How The Texas Tribune is covering this election

Our Election Day coverage begins bright and early as the polls open at 7 a.m. We'll have reporters and photographers in Austin, Houston, Dallas, San Antonio, El Paso and Washington, D.C., tracking whether voting is going smoothly and highlighting any major problems at the polls. We've also partnered with ProPublica's Electionland, which monitors tips from readers and a voter protection hotline and flags any leads for our reporters and editors. If you see something that doesn't look right at the polls, you can share a tip here or notify us directly at tips@texastribune.org.
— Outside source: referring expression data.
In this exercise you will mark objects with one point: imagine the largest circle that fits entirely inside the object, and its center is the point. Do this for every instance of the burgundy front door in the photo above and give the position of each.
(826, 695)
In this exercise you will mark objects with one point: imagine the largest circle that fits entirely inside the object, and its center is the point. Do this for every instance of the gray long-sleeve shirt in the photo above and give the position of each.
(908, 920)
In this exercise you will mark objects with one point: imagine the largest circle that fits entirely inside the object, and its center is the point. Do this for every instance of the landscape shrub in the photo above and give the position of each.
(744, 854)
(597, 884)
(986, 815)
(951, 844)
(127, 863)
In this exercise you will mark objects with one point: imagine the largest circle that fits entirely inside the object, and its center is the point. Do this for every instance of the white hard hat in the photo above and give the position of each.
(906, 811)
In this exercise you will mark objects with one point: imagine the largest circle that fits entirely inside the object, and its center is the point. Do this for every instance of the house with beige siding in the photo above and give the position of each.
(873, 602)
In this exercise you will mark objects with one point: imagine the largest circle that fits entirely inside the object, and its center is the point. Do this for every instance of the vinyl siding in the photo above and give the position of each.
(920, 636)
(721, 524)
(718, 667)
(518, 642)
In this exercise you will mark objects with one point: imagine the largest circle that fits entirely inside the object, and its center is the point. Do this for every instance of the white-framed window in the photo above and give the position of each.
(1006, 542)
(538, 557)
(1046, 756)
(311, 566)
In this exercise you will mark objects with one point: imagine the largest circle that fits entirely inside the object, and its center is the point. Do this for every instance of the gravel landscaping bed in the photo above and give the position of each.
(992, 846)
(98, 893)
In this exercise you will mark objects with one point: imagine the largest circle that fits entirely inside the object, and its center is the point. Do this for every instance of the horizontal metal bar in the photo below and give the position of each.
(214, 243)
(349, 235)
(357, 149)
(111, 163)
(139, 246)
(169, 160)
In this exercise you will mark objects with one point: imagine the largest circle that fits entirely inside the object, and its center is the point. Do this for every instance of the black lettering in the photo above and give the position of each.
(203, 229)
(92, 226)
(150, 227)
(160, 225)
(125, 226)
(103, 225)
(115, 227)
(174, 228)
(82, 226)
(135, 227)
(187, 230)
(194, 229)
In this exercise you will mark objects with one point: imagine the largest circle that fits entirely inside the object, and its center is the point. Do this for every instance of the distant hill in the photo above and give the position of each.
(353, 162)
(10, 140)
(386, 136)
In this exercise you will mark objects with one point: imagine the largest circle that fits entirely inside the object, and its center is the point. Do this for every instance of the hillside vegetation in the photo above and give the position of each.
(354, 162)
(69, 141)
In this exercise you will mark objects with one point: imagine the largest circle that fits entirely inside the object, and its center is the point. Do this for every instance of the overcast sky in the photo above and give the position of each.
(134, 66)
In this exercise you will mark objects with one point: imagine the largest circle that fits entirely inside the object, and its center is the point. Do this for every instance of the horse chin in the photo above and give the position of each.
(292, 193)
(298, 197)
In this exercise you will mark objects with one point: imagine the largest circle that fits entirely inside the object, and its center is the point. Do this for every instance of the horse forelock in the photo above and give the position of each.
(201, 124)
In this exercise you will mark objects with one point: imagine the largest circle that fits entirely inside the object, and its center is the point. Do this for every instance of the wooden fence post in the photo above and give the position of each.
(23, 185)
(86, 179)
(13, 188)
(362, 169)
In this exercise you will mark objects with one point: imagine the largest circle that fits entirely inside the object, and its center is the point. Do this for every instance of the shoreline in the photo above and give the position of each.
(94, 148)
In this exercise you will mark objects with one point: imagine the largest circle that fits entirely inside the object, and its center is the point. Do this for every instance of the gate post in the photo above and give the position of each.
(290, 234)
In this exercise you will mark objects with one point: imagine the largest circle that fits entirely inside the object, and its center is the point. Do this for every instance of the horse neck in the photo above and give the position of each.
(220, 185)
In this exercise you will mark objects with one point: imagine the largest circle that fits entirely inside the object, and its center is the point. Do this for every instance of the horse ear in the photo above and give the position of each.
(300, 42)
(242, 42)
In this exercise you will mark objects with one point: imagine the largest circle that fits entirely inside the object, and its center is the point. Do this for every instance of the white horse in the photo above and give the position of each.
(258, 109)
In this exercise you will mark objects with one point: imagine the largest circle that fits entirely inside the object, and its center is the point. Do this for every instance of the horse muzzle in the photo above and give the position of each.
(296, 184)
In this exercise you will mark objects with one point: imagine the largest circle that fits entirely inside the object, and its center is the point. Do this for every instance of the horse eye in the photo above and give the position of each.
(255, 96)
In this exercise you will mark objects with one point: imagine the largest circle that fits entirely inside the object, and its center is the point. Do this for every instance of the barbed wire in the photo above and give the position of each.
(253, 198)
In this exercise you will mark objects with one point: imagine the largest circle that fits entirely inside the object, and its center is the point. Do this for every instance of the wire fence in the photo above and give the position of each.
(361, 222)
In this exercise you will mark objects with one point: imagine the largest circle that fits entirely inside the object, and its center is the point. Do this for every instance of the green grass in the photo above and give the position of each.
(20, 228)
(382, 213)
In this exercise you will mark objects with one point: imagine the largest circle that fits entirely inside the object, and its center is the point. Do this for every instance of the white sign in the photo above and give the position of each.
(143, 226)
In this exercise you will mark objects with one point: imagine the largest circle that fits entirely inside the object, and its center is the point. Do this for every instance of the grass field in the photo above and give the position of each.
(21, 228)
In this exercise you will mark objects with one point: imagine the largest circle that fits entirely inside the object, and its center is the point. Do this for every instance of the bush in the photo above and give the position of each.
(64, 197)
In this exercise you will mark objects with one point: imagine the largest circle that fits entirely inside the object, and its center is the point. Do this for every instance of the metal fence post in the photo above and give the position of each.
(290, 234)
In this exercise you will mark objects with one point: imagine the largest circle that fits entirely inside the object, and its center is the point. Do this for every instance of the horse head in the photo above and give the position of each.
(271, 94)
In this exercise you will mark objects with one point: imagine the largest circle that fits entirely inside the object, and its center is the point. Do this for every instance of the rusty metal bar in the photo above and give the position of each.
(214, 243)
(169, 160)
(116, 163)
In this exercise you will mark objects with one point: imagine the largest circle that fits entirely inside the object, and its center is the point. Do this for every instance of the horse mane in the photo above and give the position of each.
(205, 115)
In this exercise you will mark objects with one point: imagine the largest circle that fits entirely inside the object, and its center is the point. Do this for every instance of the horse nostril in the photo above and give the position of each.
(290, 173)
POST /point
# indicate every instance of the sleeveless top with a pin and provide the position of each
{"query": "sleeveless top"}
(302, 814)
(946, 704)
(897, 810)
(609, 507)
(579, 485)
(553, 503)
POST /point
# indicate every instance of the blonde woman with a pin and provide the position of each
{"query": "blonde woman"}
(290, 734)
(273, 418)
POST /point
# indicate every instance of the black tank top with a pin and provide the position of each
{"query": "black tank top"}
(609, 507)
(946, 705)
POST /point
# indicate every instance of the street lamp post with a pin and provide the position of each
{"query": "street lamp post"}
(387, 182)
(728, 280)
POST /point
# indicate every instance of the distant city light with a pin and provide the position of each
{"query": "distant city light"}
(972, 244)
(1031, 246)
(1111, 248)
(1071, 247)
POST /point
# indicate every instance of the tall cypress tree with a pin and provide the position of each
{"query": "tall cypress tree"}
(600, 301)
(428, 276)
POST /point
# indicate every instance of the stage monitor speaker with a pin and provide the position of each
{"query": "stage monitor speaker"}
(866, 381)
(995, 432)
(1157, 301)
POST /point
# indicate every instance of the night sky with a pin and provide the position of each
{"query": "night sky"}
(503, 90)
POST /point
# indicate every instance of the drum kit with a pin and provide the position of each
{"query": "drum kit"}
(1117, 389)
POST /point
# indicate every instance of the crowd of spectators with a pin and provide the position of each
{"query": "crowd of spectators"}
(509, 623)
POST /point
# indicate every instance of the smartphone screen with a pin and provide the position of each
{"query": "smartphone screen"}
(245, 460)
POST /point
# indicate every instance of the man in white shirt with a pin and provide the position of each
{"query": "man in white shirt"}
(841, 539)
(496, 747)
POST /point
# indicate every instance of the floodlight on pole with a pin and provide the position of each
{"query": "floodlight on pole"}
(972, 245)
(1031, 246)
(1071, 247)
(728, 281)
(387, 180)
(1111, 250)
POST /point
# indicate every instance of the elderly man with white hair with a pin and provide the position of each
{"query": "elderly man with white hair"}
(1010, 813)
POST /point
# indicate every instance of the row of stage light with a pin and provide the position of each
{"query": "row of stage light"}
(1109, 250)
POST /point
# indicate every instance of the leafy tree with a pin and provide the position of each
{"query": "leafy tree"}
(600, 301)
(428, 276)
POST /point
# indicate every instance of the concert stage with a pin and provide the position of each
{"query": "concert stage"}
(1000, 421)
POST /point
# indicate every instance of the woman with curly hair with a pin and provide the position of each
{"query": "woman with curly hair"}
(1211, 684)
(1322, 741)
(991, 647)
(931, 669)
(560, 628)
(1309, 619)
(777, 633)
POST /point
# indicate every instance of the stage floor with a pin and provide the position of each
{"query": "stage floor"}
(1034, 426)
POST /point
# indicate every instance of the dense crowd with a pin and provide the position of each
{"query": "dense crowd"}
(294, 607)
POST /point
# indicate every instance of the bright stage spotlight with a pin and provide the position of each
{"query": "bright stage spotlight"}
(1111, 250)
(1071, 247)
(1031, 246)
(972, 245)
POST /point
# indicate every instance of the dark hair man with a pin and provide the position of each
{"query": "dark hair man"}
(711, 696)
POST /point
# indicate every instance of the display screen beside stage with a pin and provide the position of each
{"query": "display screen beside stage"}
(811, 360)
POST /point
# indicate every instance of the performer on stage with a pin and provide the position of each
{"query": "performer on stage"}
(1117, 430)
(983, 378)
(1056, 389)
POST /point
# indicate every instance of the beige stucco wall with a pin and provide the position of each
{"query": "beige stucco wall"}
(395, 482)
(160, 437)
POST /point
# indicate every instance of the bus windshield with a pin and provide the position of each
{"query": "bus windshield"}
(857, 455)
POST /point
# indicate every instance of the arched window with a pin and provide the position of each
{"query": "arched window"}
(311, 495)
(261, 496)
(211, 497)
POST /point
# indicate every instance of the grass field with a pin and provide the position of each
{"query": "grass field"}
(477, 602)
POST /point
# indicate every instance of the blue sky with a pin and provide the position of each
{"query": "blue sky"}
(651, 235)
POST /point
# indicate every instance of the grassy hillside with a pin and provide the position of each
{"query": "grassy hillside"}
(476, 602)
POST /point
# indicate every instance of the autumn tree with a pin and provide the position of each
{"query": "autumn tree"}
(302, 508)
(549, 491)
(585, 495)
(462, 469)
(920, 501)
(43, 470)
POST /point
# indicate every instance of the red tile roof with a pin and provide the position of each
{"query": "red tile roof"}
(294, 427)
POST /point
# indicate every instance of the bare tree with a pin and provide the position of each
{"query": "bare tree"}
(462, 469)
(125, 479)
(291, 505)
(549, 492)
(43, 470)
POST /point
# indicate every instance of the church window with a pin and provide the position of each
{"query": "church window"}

When the polls close at 7 p.m. Central time, the results will start to come in. (They'll close one hour later in El Paso, which is on Mountain time.) This year, our results page will be powered by Decision Desk HQ, a firm that collects, organizes and reports election night results. The numbers will be gathered from the Texas secretary of state's office, along with county offices across the state. Decision Desk will use polling, turnout models, demographic information and other data to track the races. Once it can confidently project who the winner is in a statewide or congressional race, Decision Desk will call that race for a particular candidate. We'll mark those calls on our results page, and for the big races, we'll write stories noting that declaration and share the news on our social media platforms.

Races to watch

You are probably familiar with the top of the ticket: Donald Trump versus Joe Biden in the race for president. Texas has long been a reliably Republican state, but there are signs that Biden could make it competitive here. The stakes are huge: It would be very difficult for Trump to win nationally if Biden were to win in Texas.

Next on the list is the race for U.S. Senate, where incumbent Republican John Cornyn faces Democrat MJ Hegar.